Prof Fiona de Londras, Chair in Global Legal Studies at Birmingham Law School, University of Birmingham, said: "Experience from other jurisdictions, including the UK, shows that the only way to ensure fundamental rights are properly balanced with policing powers in terms of interception is to create robust safeguards in legislation."
Prof de Londras said the law must outline the “clear bases upon which correspondence can be intercepted, require authorisation from an independent body (ideally a court), and strictly control the use that can be made of the fruits of this interception”.
“Mass or blanket surveillance, and intercept laws without clear and effective safeguards, are likely to contravene both the Constitution and the European Convention on Human Rights.
"If the Tánaiste satisfies the Oireachtas that these powers are necessary, she must then show that they are also proportionate and limited and comply with fundamental rights."
Encryption
Encryption expert Fionn Fitzmaurice of Trinity College Dublin said he believed there was no evidence criminals were using cryptography in a widespread, methodical way.
He said he could not say the Tánaiste’s proposed legislation was “anti-encryption”, given that the full details had not yet been published.
"But assuming it is, this is reminiscent of the backlash against end-to-end cryptography in the wake of the Paris and Brussels attacks, the premise of which [that the attackers eluded intelligence services using cryptography] was completely false."
“From my experience, criminals, like terrorists, are surprisingly unconcerned with their privacy,” he said.
Mr Fitzmaurice said that given the right resources, state actors could certainly access people’s data, but the level of difficulty and effort would vary.
A “gold standard” messaging app such as Signal used end-to-end encryption, but the authorities could still build up a social graph of people’s contacts using metadata over a period of time.
It was also possible for state and other actors to intercept phone traffic by using devices known as IMSI-catchers, which gave them a privileged position on the phone network.

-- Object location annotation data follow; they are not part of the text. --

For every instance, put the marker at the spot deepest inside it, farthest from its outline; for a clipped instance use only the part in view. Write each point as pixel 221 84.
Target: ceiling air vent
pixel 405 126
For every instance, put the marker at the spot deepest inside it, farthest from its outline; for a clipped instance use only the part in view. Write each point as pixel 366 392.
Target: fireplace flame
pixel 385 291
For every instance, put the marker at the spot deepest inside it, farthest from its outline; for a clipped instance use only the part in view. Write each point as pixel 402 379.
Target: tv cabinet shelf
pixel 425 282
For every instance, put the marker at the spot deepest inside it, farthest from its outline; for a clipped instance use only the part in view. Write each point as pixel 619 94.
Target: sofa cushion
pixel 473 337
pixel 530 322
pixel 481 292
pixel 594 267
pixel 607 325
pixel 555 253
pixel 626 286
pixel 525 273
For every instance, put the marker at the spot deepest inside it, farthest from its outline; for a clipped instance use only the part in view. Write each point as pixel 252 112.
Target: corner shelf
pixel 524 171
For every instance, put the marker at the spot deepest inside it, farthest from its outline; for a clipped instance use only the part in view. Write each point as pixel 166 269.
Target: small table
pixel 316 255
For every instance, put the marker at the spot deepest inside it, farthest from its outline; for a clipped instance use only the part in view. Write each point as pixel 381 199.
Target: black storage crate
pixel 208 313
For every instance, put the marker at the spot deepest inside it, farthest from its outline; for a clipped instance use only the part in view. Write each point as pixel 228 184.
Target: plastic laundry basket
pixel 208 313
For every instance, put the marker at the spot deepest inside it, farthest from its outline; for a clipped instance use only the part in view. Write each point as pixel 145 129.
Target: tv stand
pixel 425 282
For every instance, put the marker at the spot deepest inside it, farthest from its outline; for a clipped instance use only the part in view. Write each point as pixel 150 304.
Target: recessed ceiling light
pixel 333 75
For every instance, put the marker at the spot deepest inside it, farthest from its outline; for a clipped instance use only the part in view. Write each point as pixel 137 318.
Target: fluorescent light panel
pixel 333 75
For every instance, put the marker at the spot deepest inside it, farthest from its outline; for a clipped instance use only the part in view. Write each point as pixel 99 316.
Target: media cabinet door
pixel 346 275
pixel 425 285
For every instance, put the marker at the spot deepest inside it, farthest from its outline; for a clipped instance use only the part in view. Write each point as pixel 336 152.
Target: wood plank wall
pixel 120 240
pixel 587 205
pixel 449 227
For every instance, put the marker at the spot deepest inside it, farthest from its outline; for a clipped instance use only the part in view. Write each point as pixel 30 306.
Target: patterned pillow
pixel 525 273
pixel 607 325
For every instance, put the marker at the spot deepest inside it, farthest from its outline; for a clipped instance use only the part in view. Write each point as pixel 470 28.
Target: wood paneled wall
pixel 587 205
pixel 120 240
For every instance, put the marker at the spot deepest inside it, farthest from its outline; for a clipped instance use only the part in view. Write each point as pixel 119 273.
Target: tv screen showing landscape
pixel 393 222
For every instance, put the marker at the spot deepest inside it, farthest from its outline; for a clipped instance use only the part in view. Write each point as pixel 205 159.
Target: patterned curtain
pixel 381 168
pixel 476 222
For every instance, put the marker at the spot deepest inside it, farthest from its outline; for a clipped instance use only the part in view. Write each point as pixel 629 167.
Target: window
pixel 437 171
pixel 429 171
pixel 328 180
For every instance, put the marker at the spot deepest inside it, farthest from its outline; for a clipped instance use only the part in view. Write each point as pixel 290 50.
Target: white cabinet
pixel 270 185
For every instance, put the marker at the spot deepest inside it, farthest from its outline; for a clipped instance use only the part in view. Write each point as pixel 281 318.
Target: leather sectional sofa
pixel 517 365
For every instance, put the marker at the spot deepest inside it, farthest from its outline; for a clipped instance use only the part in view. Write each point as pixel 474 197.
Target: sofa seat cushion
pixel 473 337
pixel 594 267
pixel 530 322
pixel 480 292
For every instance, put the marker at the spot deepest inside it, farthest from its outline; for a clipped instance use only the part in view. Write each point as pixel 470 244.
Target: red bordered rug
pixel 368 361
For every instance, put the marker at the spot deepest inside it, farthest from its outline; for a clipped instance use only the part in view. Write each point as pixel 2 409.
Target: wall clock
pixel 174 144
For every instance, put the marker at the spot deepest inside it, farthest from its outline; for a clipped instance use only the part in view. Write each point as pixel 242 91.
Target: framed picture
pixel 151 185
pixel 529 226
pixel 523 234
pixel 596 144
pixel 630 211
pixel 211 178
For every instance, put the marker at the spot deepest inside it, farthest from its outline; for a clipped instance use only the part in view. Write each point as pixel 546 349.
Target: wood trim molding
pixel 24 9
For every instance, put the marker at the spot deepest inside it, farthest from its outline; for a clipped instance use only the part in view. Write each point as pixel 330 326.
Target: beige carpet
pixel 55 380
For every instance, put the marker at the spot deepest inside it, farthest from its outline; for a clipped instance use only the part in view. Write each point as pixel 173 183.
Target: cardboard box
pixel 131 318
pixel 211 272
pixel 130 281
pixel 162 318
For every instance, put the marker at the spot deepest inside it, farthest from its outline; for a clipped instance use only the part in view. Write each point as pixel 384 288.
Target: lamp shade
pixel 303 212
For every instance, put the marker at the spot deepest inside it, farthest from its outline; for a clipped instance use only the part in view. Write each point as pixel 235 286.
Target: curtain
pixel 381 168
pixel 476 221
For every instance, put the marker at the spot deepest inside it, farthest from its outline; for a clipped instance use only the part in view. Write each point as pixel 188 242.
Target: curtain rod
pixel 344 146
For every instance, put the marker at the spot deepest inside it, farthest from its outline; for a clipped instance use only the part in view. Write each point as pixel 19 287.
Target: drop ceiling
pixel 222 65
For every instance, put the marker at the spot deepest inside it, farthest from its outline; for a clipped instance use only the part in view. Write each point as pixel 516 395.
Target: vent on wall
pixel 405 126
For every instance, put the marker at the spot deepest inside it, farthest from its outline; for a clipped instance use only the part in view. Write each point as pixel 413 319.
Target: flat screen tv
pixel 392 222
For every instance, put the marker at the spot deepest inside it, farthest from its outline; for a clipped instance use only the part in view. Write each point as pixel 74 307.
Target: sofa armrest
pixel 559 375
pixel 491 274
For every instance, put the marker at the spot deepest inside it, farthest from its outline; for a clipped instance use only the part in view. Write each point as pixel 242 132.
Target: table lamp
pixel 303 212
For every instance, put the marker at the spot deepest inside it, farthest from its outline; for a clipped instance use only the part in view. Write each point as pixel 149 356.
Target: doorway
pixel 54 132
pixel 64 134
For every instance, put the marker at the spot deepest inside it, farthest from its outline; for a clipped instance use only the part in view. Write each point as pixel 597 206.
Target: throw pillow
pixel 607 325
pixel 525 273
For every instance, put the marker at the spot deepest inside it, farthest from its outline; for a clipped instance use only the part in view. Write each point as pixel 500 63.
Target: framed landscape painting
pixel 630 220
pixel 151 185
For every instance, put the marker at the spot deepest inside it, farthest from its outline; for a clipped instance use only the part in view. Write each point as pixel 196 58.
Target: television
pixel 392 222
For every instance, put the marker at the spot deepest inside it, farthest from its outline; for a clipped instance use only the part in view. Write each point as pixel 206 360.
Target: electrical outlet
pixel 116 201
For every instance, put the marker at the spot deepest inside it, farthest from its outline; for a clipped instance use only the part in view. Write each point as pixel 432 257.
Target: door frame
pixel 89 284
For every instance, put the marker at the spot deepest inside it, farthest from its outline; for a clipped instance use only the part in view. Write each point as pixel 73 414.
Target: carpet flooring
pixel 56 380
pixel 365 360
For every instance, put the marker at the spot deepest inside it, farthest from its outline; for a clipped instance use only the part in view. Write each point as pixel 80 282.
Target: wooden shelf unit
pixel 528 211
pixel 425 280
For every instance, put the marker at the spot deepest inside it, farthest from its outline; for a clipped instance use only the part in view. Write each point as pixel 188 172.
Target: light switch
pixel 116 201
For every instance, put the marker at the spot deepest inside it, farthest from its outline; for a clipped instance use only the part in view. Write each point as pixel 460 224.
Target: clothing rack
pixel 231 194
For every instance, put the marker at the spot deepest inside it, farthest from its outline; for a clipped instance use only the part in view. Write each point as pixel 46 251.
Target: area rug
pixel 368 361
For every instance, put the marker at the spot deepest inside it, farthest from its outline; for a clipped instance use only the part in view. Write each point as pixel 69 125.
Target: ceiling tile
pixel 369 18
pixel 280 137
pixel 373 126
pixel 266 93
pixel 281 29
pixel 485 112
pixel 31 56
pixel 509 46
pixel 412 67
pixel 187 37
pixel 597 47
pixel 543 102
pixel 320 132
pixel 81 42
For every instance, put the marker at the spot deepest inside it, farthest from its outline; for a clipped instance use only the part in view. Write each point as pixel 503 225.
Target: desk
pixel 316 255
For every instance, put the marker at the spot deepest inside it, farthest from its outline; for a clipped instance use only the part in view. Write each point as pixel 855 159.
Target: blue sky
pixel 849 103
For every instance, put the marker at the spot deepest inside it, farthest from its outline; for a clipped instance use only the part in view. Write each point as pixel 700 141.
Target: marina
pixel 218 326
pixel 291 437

“If any state adversary wants to get access to your stuff, with enough persistence they can do it. Even if you are really super-secure, probably they’re smart enough and have the resources to spend to get access to this kind of thing.”
DRI told the UN in its September 2015 submission there was an “urgent need” for legislation to criminalise the use of IMSI-catchers, which allowed attackers to indiscriminately gather data from thousands of mobile phones in a specific area and at public events such as political demonstrations.